The stock market has two main platform namely stock exchanges sometimes also know as primary market and the other platform is over the counter (OTC) market occasionally also known as a secondary market. The stock market also termed as equity market.
The stock exchange is the marketplace where the companies that are listed on the stock exchange float their shares initially to the general public through initial public offering (IPO). That’s why the stock exchanges are known as a primary stock market. For floating the shares through stock exchanges, the companies’ needs to register with the concerned stock exchanges and the other market participants including the brokers, investors and traders also need to register with the stock exchanges for executing the trading transactions. Stock Exchanges are regulated and controlled by regulatory authorities of the state. The stock exchange is the centralized place of executing the trading transactions. In view of the fact that the stock exchange is the counterparty in all trades that remove the risk of the trade. As all the trades executed from one single platform this thing is to serve as the equality for all investors or traders relating to the prices quoted for the trading securities.

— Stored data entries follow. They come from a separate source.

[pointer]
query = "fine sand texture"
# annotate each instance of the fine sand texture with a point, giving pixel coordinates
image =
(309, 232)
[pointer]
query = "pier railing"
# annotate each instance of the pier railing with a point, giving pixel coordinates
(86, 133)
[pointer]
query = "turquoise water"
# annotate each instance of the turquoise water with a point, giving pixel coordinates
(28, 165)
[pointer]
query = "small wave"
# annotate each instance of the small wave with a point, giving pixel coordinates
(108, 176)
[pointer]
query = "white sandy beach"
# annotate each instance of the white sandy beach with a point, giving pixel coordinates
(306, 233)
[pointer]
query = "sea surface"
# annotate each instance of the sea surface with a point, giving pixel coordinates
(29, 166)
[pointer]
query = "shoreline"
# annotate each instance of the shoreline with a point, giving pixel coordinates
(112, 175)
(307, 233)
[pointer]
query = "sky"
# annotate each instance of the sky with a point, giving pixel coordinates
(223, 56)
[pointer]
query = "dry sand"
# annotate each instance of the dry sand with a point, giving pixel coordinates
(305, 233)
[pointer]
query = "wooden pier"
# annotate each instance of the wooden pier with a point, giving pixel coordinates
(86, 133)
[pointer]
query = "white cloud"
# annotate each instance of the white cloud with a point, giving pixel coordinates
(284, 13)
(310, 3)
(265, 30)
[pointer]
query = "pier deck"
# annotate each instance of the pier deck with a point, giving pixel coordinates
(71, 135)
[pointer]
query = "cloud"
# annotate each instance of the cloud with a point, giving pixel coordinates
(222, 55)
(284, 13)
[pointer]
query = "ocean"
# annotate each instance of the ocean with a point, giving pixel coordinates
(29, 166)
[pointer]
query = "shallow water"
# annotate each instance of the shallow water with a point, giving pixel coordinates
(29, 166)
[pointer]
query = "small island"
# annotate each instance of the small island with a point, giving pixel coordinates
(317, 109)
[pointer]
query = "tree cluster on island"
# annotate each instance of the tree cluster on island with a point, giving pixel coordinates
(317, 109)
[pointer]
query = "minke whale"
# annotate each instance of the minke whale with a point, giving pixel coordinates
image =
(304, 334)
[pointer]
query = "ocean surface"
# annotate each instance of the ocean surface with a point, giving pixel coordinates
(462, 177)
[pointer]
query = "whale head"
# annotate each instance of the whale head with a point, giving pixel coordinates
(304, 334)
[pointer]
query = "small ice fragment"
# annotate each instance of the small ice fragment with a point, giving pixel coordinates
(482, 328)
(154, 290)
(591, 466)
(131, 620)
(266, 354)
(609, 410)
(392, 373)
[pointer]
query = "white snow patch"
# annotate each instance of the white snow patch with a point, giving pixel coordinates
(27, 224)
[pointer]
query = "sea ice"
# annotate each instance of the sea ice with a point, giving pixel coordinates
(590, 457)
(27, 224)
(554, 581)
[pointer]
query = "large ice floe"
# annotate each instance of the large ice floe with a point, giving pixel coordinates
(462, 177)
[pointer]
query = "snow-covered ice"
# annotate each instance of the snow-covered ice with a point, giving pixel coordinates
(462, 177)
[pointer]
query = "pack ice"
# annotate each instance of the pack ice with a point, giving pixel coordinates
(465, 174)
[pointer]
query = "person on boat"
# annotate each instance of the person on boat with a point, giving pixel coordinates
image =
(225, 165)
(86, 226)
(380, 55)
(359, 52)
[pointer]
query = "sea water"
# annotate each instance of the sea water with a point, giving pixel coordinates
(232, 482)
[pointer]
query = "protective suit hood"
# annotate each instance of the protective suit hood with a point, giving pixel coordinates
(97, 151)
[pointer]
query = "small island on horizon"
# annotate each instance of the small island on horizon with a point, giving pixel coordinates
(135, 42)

The secondary market is the market where securities can be traded after being issued in the primary market. The name of secondary market infers from the re-issuance of the already issued securities in the primary market. In the secondary market, everyone can buy and sell the stock.
The investor, who purchases the shares or any kind of security from the primary market, can sell the security in the secondary market. The price of the security in the secondary market is not as quoted at the time of issue or its face value. The price of the security depends on the market conditions and the performance of the security during the trading session. The company that issued the security is not a party in the trade. In the secondary market, an investor usually opens an account with the broker for trading purposes and makes purchase or sale of the security through the brokers by paying the commission. In the secondary market, an investor buys or sells the stock with another investor.
Stocks are issued by the companies to raise the capital for financing the affairs of the company and the stock market provides the route for participating in the company by the purchase of these issued shares. Investors purchased shares for making the money through the company’s growth. Investors held the stocks either for trading purposes for the sake of making a profit through capital gains or for earning the dividend income. A stock that has high volume is very appealing to the investors because it can be easily bought and sell in the market at any time.